Components	Available component type
`load_dataset`	local_dataset(default), simple_dataset, huggingface_dataset, raw_dataset
`pre_process_data`	pre_process(default), huggingface_pre_process, ner_huggingface_preprocess, text_generation_huggingface_pre_process
`post_process_data`	post_process(default), text_classification_post_process, ner_post_process, text_generation_post_process
`dataloader`	default_dataloader(default), no_auto_batch_dataloader

each component can be customized by the following fields:

name: the name of the component.
type: the type name of the available component type. Besides the above available type in above table, user can also define their own component type in user_script with the way Olive does for huggingface_dataset. In this way, they need to provide user_script and script_dir. There is an example with customized component type.
params: the dictionary of component function parameters. The key is the parameter name for given component type and the value is the parameter value.

user_script: the user script path which contains the customized component type.
script_dir: the user script directory path which contains the customized script.

Configs with built-in component#

Then the complete config would be like:

{
    "name": "data",
    "type": "DataContainer",
    "load_dataset_config": {
        "type": "huggingface_dataset",
        "data_dir": null,
        "data_name": "glue",
        "subset": "mrpc",
        "split": "validation",
        "data_files": null
    },
    "pre_process_data_config": {
        "type": "huggingface_pre_process",
        "model_name": "Intel/bert-base-uncased-mrpc",
        "input_cols": [
            "sentence1",
            "sentence2"
        ],
        "label_col": "label",
        "max_samples": null
    },
    "post_process_data_config": {
        "type": "text_classification_post_process"
    },
    "dataloader_config": {
        "type": "default_dataloader",
        "batch_size": 1
    }
}

Configs with customized component#

The above case shows to rewrite all the components in data config. But sometime, there is no need to rewrite all the components.

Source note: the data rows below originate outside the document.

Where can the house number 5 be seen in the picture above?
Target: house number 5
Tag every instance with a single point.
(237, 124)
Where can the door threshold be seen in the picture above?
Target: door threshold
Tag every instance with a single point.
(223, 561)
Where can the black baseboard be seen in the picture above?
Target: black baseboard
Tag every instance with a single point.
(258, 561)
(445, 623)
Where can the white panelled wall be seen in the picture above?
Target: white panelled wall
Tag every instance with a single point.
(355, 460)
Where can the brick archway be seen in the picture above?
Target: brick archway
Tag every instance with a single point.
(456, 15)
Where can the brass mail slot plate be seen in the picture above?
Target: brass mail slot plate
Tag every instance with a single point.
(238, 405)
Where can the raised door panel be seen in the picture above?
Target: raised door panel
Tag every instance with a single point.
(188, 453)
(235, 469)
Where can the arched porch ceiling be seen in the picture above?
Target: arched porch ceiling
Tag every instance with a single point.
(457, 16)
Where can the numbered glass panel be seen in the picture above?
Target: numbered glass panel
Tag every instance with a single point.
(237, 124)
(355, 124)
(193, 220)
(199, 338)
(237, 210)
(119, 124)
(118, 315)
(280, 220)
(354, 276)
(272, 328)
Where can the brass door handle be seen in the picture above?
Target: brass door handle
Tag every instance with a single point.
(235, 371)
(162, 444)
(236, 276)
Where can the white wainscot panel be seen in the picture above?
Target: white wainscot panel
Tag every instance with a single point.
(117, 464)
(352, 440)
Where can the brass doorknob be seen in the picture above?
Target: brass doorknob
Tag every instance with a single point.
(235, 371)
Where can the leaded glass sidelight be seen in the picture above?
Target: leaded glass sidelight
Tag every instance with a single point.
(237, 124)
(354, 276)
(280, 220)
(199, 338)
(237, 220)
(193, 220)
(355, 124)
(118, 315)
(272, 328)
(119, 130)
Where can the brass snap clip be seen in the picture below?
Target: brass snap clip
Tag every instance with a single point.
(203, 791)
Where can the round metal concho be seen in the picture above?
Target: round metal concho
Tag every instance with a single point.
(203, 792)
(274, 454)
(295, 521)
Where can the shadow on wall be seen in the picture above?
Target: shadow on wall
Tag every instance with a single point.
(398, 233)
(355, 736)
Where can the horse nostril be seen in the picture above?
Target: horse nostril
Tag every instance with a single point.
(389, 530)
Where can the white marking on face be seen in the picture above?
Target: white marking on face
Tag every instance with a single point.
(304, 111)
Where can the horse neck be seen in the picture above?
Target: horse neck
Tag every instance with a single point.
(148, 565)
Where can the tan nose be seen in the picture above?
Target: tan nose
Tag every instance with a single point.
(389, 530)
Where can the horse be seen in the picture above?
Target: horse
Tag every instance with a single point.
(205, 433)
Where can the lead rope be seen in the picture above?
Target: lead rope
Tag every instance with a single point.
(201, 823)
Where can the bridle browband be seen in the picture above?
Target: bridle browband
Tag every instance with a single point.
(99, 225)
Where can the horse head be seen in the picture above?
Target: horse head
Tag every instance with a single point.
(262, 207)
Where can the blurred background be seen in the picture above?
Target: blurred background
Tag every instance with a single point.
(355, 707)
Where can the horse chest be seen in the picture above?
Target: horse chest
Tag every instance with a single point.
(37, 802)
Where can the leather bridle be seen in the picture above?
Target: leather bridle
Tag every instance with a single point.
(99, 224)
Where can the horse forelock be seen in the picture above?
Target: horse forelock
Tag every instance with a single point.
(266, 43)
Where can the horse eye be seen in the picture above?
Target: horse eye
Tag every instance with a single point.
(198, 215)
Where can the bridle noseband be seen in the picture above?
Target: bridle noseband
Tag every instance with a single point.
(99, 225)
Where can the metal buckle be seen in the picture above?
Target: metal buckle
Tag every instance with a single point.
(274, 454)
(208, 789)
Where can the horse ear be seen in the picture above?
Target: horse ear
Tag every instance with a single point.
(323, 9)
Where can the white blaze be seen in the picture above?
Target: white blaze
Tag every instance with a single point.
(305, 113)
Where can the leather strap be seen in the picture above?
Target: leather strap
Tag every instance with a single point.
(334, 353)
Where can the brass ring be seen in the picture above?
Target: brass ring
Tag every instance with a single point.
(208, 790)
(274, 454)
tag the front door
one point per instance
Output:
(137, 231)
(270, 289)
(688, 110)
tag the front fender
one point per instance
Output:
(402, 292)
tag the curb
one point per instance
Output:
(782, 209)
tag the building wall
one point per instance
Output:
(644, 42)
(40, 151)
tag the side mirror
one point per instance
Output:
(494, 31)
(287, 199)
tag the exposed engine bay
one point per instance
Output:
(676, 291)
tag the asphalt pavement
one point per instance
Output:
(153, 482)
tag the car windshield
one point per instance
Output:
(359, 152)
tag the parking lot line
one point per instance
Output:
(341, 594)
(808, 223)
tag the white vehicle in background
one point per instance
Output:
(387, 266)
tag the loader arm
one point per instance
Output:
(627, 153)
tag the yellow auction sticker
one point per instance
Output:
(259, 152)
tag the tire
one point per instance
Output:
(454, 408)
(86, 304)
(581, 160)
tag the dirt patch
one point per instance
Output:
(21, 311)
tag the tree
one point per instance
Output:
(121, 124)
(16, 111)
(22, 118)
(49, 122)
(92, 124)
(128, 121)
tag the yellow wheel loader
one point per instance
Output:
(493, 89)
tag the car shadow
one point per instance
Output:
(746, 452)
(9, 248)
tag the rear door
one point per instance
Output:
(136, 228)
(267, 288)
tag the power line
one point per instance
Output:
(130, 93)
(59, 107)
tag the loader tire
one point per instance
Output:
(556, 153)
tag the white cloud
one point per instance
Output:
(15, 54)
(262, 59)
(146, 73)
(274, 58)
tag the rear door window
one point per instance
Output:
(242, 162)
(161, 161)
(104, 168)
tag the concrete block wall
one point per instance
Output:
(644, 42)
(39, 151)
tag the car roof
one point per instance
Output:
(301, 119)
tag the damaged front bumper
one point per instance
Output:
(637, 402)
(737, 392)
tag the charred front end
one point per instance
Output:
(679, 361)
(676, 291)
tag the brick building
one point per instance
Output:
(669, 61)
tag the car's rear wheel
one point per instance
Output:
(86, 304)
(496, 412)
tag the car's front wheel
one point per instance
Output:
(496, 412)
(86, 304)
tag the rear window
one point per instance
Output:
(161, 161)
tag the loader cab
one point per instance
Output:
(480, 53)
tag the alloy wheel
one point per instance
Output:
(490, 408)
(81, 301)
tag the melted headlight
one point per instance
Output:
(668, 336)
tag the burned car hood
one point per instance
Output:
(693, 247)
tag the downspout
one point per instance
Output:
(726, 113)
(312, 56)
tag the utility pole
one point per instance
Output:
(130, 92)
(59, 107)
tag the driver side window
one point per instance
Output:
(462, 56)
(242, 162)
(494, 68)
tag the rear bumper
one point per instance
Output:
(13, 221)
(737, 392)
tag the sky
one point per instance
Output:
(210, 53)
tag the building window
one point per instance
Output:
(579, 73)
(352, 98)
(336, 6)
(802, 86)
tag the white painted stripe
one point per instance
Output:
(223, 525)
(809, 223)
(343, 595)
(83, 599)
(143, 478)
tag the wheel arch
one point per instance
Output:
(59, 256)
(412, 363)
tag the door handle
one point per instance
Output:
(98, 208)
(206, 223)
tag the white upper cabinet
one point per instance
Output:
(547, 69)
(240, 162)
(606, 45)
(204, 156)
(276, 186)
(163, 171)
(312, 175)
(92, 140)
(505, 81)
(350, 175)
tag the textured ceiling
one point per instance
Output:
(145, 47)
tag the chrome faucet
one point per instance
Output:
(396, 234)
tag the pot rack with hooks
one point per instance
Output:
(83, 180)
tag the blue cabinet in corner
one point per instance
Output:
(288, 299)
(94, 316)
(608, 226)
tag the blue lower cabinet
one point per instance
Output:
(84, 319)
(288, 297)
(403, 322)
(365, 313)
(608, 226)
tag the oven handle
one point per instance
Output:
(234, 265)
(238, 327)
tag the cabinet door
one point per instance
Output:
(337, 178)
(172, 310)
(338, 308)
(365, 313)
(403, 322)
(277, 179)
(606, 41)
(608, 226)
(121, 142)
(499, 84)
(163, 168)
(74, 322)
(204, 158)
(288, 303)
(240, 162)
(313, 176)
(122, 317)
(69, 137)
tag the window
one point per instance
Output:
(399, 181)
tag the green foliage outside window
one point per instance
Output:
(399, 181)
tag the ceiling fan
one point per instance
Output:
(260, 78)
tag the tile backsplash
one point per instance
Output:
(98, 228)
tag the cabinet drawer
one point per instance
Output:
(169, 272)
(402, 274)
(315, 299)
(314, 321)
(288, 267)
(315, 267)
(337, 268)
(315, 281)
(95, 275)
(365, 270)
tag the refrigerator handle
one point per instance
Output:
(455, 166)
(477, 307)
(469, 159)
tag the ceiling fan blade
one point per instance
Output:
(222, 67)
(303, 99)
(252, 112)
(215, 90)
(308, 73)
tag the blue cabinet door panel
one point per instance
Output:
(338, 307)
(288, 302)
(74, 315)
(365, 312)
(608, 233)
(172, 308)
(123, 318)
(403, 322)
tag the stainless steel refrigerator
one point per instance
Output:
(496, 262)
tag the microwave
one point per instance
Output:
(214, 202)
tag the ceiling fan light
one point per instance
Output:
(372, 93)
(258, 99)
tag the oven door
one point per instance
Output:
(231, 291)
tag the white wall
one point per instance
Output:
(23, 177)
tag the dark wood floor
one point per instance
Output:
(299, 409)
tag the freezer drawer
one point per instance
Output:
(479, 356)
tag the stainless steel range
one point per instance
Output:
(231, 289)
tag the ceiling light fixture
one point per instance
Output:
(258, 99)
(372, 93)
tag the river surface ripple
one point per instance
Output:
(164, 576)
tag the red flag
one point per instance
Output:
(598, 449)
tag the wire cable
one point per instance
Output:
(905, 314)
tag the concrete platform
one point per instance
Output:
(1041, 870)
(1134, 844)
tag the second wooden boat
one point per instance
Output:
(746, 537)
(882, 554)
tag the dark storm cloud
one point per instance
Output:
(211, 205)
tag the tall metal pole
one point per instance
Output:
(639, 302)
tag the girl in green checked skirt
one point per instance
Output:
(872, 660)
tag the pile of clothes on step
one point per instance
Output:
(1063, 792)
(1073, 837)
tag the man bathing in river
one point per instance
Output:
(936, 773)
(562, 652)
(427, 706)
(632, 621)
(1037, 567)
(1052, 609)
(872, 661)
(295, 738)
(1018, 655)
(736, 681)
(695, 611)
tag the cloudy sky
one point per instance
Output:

For example, if we only want to customize the load_dataset component for DataContainer, we can just rewrite the load_dataset component in the data config and ignore the other default components.

{
    "name": "data",
    "type": "DataContainer",
    "user_script": "user_script.py",
    "script_dir": "user_dir",
    "load_dataset_config": {
        "type": "customized_huggingface_dataset",
        "data_dir": null,
        "data_name": "glue",
        "subset": "mrpc"
    }
}

Note

You should provide the user_script and script_dir if you want to customize the component type. The user_script should be a python script which contains the customized component type. The script_dir should be the directory path which contains the user_script. If your customized dataset is from Hugging Face, you should at least allow the trust_remote_code in your function’s arguments list to indicate whether you trust the remote code or not. kwargs is the additional keyword arguments provided in the config, it can cover the case of trust_remote_code as well.

Here is an example for user_script:

from olive.data.registry import Registry

@Registry.register_dataset()
def customized_huggingface_dataset(data_dir, **kwargs):
    # kwargs can cover the case of trust_remote_code or user can add trust_remote_code in the function's
    # arguments list, like, customized_huggingface_dataset(data_dir, trust_remote_code=None, **kwargs):

    # ...

@Registry.register_pre_process()
def customized_huggingface_pre_process(dataset, **kwargs):
    # ...

@Registry.register_post_process()
def customized_post_process(output):
    # ...

@Registry.register_dataloader()
def customized_dataloader(dataset):
    # ...

Some examples:

The components will be called with the following arguments along with any additional keyword arguments provided in the config:

load_dataset: data_dir (required, but the type can be Optional[str])
pre_process_data: dataset (required, must be the first argument)
post_process_data: output (required, must be the first argument)
dataloader: dataset (required, must be the first argument)

the required arguments for pre_process_data/post_process_data/dataloader must start with _ to avoid the conflict with the additional keyword arguments provided in the config.